Hutan di Sultra Kritis, Upaya Penyelamatan Dilakukan Civitas UHO
A
A
A
KENDARI - Bisnis ekstraktif pada kawasan hutan di Sulawesi Tenggara (Sultra), seperti pengerukan Sumber Daya Alam (SDA) atau pertambangan dan perkebunan, dianggap menjadi penyebab besar kerusakan dan menipisnya kawasan hutan.
Setiap saat, hutan di Sultra, habis akibat pembukaan lahan. Kondisi ini diperparah, belum ada teknik atau cara lain pengambilan sumber daya alam, yang ramah lingkungan tanpa mengganggu kealamian hutan.
“Yang sering dilakukan adalah reklamasi dengan menanam kembali bibit pohon baru atau tambang bawah tanah itupun belum ada contoh yang diterapkan di Sultra,” kata Didit, Ketua BLH Mapala Navernos, Fakultas Ekonomi Universitas Halu Oleo (UHO) Kendari, Rabu 2 Januari 2019.
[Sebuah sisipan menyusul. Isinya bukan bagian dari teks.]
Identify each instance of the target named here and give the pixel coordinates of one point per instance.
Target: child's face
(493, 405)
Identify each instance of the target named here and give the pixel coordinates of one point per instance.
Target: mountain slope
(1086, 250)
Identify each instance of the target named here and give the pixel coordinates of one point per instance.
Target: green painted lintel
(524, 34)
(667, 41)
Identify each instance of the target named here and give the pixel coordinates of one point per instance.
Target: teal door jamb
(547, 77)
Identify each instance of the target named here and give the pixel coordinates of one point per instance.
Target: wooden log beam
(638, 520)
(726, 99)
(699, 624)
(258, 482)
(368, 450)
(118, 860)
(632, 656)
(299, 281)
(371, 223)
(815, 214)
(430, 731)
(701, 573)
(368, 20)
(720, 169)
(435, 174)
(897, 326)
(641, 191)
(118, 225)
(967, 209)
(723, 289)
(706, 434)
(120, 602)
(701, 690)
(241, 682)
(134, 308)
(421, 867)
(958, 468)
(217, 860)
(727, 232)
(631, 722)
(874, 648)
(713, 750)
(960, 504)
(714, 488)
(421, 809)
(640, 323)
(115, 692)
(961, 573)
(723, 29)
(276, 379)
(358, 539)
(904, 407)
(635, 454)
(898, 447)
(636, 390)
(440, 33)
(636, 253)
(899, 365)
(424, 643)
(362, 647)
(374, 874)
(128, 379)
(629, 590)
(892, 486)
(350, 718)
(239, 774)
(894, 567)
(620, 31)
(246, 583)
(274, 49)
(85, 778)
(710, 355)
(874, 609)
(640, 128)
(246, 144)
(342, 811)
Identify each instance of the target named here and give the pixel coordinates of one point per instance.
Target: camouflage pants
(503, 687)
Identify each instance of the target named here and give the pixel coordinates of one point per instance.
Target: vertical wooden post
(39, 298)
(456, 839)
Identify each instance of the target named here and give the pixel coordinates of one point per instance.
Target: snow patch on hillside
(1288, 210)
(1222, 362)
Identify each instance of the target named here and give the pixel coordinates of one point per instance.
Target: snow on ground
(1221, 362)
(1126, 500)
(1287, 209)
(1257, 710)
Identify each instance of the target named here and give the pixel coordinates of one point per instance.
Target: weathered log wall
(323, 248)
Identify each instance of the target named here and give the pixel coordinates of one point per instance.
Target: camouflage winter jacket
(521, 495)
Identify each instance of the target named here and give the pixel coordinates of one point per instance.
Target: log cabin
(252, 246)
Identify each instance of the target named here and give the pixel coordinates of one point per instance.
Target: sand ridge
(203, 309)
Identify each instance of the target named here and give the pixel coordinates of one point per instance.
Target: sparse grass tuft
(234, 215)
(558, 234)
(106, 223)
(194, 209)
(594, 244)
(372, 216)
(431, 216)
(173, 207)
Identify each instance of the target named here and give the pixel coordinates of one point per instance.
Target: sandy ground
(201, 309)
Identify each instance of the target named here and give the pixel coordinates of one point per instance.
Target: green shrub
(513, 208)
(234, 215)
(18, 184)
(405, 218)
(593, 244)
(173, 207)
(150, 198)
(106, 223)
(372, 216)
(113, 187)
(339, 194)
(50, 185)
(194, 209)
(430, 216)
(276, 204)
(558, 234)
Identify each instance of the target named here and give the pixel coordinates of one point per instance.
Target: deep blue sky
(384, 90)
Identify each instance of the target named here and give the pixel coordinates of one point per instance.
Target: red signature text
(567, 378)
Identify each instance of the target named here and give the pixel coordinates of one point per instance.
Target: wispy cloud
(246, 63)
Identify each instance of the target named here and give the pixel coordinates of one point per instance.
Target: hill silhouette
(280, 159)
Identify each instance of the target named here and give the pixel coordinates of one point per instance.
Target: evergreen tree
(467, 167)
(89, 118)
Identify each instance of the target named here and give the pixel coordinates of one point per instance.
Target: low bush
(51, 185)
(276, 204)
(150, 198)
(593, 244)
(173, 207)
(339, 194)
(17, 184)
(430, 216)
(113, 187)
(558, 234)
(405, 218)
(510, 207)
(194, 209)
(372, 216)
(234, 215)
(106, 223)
Tanpa pesimistis, Didit, memberi satu jawaban untuk memperbaiki kerusakan hutan di Sultra. Sebuah gerakan dengan tema Ekonomi Hijau yang mereka buat di Mapala Navernos, harapannya, mampu mengembalikan hijaunya hutan Sultra.
Ekonomi hijau ini kata Didit, tidak menghapus cara-cara lama seperti reboisasi dan reklamasi pasca-tambang, melainkan memanfaatkan kawasan-kawasan kosong dengan menanam pohon secara terus menerus untuk menopang kerusakan hutan.
“Selain itu kita berupaya untuk masuk pada kawasan-kawasan pasca-tambang untuk ditanami pohon. Sehingga ada upaya kolektif yang dihasilkan. Artinya tidak saja mengeruk sumber daya alamnya, melainkan menanam kembali pohon yang telah ditebang atau dirusak,” katanya.
Didit mencontohkan pemanfaatan kawasan kosong untuk penanaman pohon, dimulai dari dalam kampus UHO. Meningkatkan kesadaran mahasiswa, civitas akademik dan lembaga mahasiswa untuk sadar lingkungan yang bersih dan baik.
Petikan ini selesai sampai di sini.